Es gibt aber noch eine andere Chance für DAB im Kabel: Glasfasernetze! Denn in solchen wird der Internet-Upstream üblicherweise in einer eigenen Faser realisiert, was bedeutet, dass sogar das gute alte Band I mit Rundfunkdiensten belegt werden kann. Band III für DAB wäre in solchen Netzen ideal, aber wie gesagt, Minimum ist Glasfaser bis ins Haus.

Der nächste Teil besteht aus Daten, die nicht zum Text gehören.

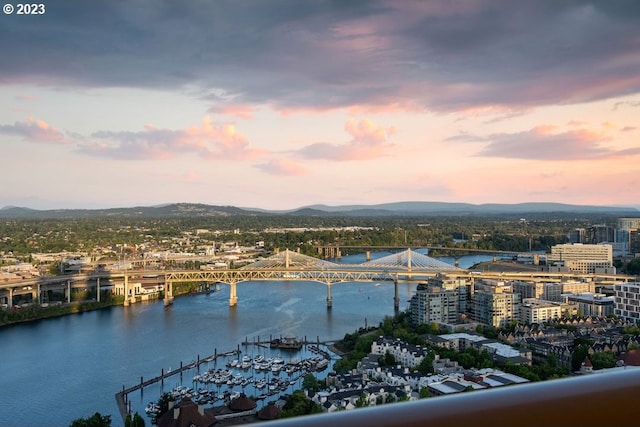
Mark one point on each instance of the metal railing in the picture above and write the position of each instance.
(598, 399)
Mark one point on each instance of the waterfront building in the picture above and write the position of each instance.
(627, 301)
(440, 300)
(539, 311)
(528, 289)
(495, 309)
(581, 258)
(406, 355)
(592, 304)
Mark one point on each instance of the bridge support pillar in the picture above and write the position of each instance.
(168, 293)
(233, 296)
(396, 298)
(126, 290)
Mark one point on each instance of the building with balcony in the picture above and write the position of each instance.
(582, 258)
(627, 301)
(592, 304)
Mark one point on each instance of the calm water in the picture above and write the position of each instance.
(56, 370)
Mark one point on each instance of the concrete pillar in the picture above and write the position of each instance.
(168, 293)
(233, 296)
(396, 298)
(126, 290)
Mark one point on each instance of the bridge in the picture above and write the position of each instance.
(335, 251)
(292, 266)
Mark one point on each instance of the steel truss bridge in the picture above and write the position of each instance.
(291, 266)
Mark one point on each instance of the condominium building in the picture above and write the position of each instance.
(592, 304)
(528, 289)
(441, 300)
(495, 309)
(582, 258)
(627, 301)
(539, 311)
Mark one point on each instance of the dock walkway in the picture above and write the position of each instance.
(121, 396)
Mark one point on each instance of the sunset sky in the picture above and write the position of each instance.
(282, 104)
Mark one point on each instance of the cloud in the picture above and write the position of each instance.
(283, 167)
(546, 143)
(35, 131)
(290, 55)
(368, 141)
(208, 140)
(240, 111)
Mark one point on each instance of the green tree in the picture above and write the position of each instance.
(362, 401)
(424, 393)
(134, 421)
(577, 356)
(297, 404)
(602, 360)
(310, 382)
(96, 420)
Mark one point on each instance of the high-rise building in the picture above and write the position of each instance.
(629, 223)
(577, 235)
(600, 234)
(627, 301)
(441, 300)
(582, 258)
(495, 309)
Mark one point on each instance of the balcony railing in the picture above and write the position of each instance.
(598, 399)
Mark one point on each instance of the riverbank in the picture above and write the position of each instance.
(32, 313)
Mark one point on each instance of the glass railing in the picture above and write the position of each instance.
(600, 399)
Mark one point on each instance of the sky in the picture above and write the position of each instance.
(279, 104)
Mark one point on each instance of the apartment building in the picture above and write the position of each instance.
(627, 301)
(581, 258)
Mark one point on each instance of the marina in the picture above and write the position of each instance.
(256, 372)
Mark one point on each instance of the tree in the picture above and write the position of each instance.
(96, 420)
(602, 360)
(310, 382)
(135, 421)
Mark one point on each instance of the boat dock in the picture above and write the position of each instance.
(121, 397)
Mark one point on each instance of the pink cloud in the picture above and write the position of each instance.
(368, 141)
(283, 167)
(208, 140)
(547, 143)
(36, 131)
(241, 111)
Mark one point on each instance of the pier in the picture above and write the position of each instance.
(121, 397)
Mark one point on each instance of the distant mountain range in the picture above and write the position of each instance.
(386, 209)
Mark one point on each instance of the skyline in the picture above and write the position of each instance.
(283, 104)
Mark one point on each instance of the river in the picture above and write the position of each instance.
(56, 370)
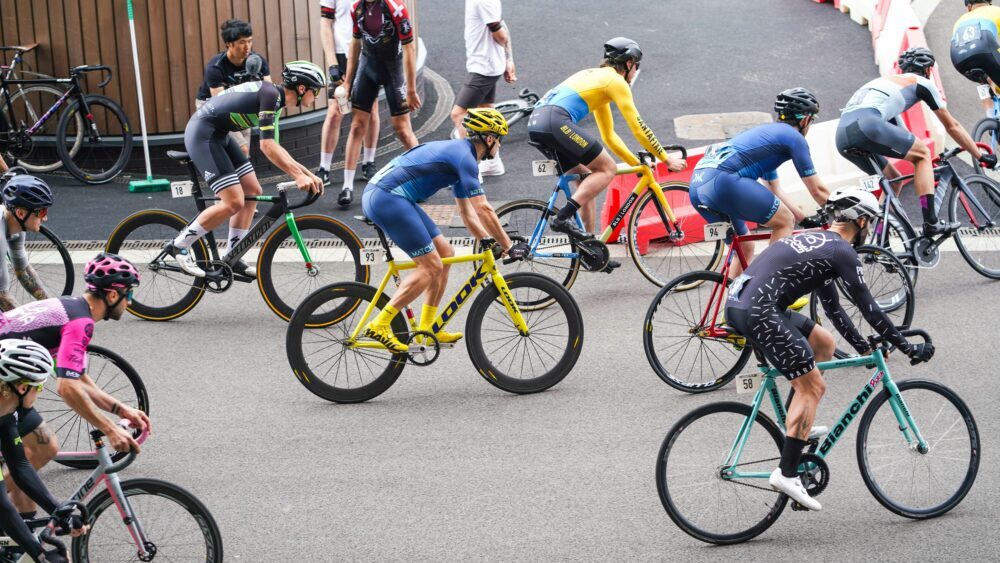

Zu der Frage DAB vs. DVB-C für digitales Kabelradio würde ich mal ein diplomatisches "Beides" vorschlagen, solange genügend Kapazitäten vorhanden sind; die Vorteile beider Systeme wurden schon genannt. Die Parameter bei C-DAB (wenn ich das so nennen darf) würden mich auch interessieren. [Und bei DVB steht bald DVB-C2 ins Haus und hier könnte man doch aufgrund der Kapazitätsgewinne bei ausgewählten hochwertigen Programmen PCM zur Übertragung wählen. *träum*;)]
FrankSch hat geschrieben: OK, spinnen wir die Idee mal weiter. Damit DAB+ über Kabel nicht eine neue Empfängergeneration benötigt muss es irgendwo im Band III stattfinden, also da wo zur Zeit TV-Sender übertragen werden. DAB+ würde also also dem TV im Kabel Platz weg nehmen.
Nunja, das ist aber Analog-TV und eh Auslaufmodell.
Andererseits würde bei einer Abschaltung von Kabel-FM das Band II frei werden. Nur… nutzt das jemandem was? Können heutige TV-Geräte, egal ob analog oder DVB-C, das Band II überhaupt empfangen? Wenn nein macht DAB+ im Kabel erst recht keinen Sinn.
Das Band II geht in Koaxialnetzen sehr wahrscheinlich an den DOCSIS-Rückkanal; in Glasfasernetzen könnte man es theoretisch weiternutzen, z. B. für DVB-C1/2, was die TV-Geräte und Receiver problemlos tunen können. Für DAB macht einzig und allein nur Band III Sinn, sonst müssten wieder neue DAB-Geräte mit Band-II-Tunern gekauft werden und der Vorteil der Gerätepopulation wäre dahin.
drahtlos hat geschrieben:Ich frage mich - wird im Kabel in Zukunft Fernsehen nur im Band IV und V verbreitet oder spielt der Kanalraster von 7 und 8 MHz bei DVB-C überhaupt keine Rolle mehr.
Doch, aber DVB-C ist da schon flexibel. Neben Band IV und V gibt es im Kabel seit jeher noch den Sonderkanalbereich, der natürlich rappelvoll belegt ist, oder ist das in der Schweiz anders?

Chris_BLN

Re: DAB+ in Schweizer Kabelnetzen

Beitrag von Chris_BLN »

Bin erst jetzt hier drauf aufmerksam gemacht worden.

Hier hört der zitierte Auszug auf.